Analyse de référence du Mukaab, le cube de 400 mètres au centre du mégaprojet New Murabba en Arabie saoudite. Pourquoi la construction a été suspendue, ce que cela signale pour la Vision 2030, et ce qui vient ensuite pour l’un des bâtiments les plus ambitieux au monde.

Donovan Vanderbilt · · 14 min de lecture
Le Mukaab : dans le cube saoudien à 50 milliards de dollars, et pourquoi il a été suspendu — Analysis — Saudi Vision 2030

Le Mukaab : le cube saoudien à 50 Md$ et les raisons de sa suspension

Le 28 janvier 2026, le Mukaab a été suspendu avant le début des travaux de superstructure, transformant le cube de 400 mètres au centre de New Murabba, à Riyad, en test le plus lisible de la repriorisation des mégaprojets saoudiens. L’excavation avait atteint 86 % et plus de 10 millions de mètres cubes de terre avaient été déplacés, mais aucune annulation officielle n’a suivi : le projet est passé d’icône médiatique à mégaprojet retardé et contraint par le capital.
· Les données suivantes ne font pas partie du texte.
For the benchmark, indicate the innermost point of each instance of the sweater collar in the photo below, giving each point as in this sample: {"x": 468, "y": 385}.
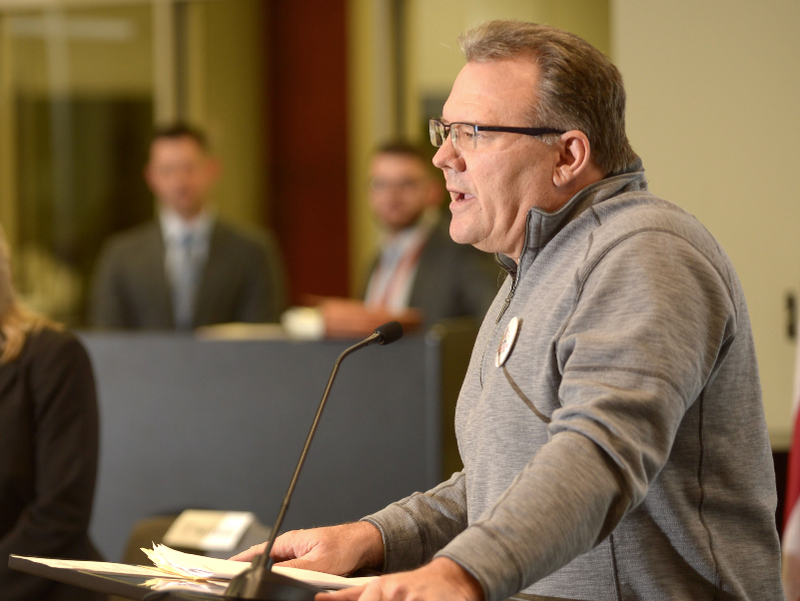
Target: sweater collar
{"x": 541, "y": 226}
La suspension du Mukaab n’est pas un simple contretemps d’ingénierie. C’est le signal le plus clair à ce jour que le modèle saoudien des mégaprojets — le programme de 1 000 milliards de dollars de projets emblématiques devenu synonyme de Vision 2030 — est entré dans une phase fondamentalement différente. L’ère de l’annonce a cédé la place à l’ère de l’arithmétique.
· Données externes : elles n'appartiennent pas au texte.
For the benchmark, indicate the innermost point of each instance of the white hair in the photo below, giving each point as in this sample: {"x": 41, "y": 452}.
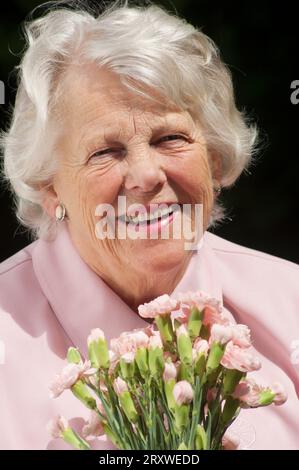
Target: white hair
{"x": 143, "y": 44}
Cette analyse examine ce qu’est le Mukaab, pourquoi il a été conçu, pourquoi il a été mis en pause, ce que les réalités d’ingénierie et de financement exigent, et ce que sa suspension dit aux investisseurs, contractants et décideurs publics sur la trajectoire de la transformation nationale saoudienne.

Qu’est-ce que le Mukaab ?

Le Mukaab, « le cube » en arabe, est une structure cubique planifiée de 400 mètres de haut, 400 mètres de large et 400 mètres de profondeur dans le district d’al-Qirawan, au nord-ouest de Riyad. Il constitue le repère central de New Murabba, développement mixte de 19 kilomètres carrés présenté comme le plus grand centre-ville moderne au monde.

S’il était achevé, le Mukaab serait le plus grand bâtiment sur Terre par volume. Son intérieur contiendrait environ 2 millions de mètres carrés de surface de plancher, soit 22 millions de pieds carrés. Par simple comparaison volumétrique, la structure pourrait contenir plus de 20 Empire State Buildings. Elle dépasserait l’usine Boeing d’Everett, dans l’État de Washington, actuellement plus grand bâtiment du monde par volume avec 13,3 millions de mètres cubes.

SpécificationDétail
Dimensions400 m x 400 m x 400 m, soit 1 312 pieds par côté
Surface intérieure2 millions de m², soit 22 millions de pieds carrés
Acier structurel requis1 million de tonnes
Volume total64 millions de mètres cubes
Localisational-Qirawan, nord-ouest de Riyad
DéveloppeurNew Murabba Development Company (NMDC)
PropriétairePublic Investment Fund (PIF)
Coût estimé50 milliards de dollars et plus, district complet de New Murabba
Annonce16 février 2023
Début de constructionOctobre 2023
Construction suspendue28 janvier 2026
Objectif initial d’achèvement2030
Calendrier révisé2040

Le design puise dans les traditions architecturales najdies, vocabulaire géométrique austère du centre de l’Arabie saoudite. Le récit officiel présente le Mukaab comme une réinterprétation contemporaine du palais historique Murabba de Riyad, résidence royale des années 1930 qui définissait autrefois la silhouette de la capitale.

À l’intérieur, les plans prévoyaient une tour spirale de 300 mètres, ziggourat en terrasses composée de formes organiques empilées, s’élevant dans le vide intérieur du cube. La pièce centrale devait être le plus grand dôme d’affichage au monde alimenté par l’IA, capable de projeter des environnements holographiques immersifs sur les surfaces intérieures. Les visiteurs devaient vivre des voyages simulés vers Mars, des mondes sous-marins et des paysages fantastiques rendus numériquement. La technologie nécessaire pour livrer cela à l’échelle projetée n’existe pas aujourd’hui.

Le district New Murabba

Le Mukaab n’existe pas isolément. Il est le repère signature du développement plus large New Murabba, communauté planifiée soutenue par le PIF et conçue pour devenir le nouveau centre-ville de Riyad.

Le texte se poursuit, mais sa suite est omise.